Can we really do that, asks Joy, can we really just live and try to make it work? Evelyn responds by quoting something Jobu Tobaki told her, inverting it by using a positive tone:
Nothing matters. We can do whatever we want.
Like Morty reassuring Summer, Evelyn tells Joy they’ll make their own meaning as they tackle life’s challenges together. It’s beautiful.
Seeing “Everything Everywhere” got me thinking about God, in particular the religious argument that without God there’s no morality. It’s internally coherent, but I’ve never liked it. At one level, it’s almost a confession, where people say they’d like to do terrible things, but don’t, not because they think it’s wrong, but because they fear punishment.
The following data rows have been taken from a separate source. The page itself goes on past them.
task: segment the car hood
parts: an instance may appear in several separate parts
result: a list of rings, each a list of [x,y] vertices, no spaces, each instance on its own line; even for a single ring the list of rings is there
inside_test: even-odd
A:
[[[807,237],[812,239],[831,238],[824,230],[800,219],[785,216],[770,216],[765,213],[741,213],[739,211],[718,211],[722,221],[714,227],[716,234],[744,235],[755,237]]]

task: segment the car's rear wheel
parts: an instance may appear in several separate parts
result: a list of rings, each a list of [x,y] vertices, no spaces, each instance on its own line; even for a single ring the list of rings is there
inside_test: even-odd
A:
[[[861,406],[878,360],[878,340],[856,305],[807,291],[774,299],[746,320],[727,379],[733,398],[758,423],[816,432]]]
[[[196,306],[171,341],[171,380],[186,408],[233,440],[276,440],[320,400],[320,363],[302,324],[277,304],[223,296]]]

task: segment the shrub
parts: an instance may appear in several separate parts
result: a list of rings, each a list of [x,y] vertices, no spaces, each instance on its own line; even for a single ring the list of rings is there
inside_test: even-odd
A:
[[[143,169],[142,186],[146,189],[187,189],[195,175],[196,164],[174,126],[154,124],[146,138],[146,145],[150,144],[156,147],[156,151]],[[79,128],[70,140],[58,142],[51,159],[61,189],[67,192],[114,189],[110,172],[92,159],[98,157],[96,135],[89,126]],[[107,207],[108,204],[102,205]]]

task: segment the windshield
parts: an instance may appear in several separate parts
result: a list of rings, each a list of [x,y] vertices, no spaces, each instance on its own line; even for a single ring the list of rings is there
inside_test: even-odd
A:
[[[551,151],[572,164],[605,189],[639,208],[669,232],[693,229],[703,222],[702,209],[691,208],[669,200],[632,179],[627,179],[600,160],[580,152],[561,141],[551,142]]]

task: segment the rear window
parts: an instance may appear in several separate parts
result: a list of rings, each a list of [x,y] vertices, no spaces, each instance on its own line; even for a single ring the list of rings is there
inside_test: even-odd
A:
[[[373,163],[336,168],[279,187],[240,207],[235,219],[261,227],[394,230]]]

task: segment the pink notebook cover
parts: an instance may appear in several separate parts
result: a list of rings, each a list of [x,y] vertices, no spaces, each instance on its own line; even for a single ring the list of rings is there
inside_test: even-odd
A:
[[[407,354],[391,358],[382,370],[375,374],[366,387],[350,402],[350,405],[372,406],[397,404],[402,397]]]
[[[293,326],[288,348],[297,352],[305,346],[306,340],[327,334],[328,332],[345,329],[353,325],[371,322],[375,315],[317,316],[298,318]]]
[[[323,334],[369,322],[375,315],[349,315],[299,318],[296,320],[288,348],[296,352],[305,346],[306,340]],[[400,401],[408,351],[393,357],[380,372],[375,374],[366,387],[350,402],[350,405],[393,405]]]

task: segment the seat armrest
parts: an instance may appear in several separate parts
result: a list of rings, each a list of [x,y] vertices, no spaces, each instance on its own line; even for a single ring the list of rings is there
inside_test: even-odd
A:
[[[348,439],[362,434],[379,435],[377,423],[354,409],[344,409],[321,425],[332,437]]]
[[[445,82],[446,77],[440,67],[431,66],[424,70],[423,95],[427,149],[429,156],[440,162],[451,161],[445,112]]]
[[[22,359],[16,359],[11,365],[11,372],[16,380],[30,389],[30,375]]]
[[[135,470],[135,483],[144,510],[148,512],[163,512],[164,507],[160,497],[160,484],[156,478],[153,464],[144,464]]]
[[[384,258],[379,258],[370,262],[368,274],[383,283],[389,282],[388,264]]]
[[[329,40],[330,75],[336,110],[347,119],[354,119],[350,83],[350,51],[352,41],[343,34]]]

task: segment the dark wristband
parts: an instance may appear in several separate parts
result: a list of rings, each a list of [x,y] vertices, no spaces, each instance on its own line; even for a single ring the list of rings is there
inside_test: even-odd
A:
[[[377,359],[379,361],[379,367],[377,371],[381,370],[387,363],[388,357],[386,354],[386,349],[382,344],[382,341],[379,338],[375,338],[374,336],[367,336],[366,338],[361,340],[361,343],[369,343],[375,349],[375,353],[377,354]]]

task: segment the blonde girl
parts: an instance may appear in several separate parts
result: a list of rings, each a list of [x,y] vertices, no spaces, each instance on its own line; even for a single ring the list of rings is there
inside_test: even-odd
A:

At a higher level, it’s still an argument from fear, claiming people need an authority figure to tell them right from wrong, like they don’t think they’re up to the challenge of doing it themselves.
Some religious people live moral lives, some don’t. Some non-religious people live immorally, some don’t. Empirically, religious faith is one of multiple paths to moral behavior, and hardly a guarantee of it.
Morality can come from God, but it doesn’t have to. It can come from human thought, that weird combination of reason and emotion. As in Plato’s conception of “forms,” we can hold the abstract idea that everything has a perfect version, from the perfect table to the perfect society, and while we can never truly know perfection, we can strive and get closer.
We are, as Hegel explained, creatures of will. And that means we can, through centuries, conclude that avoidable suffering is bad and love is good, and build systems of morality that make living together better. The Golden Rule of “do unto others as you would have them do unto you” is golden even if your soul won’t burn for violations.
None of this is an exact guide to every situation. Even confined to one universe, there are infinite possibilities. It’s impossible to fully know the forms.
But as Evelyn and Morty both realized, human connection is enough. Not necessarily for happiness, at least not all the time, but enough to make life worth it. Sure, nothing matters, but we can see that as freeing, and answer Albert Camus’ famous existential question—suicide?—with no, I choose to live.
Maybe there really is no meaning outside of what we make. So let’s make some.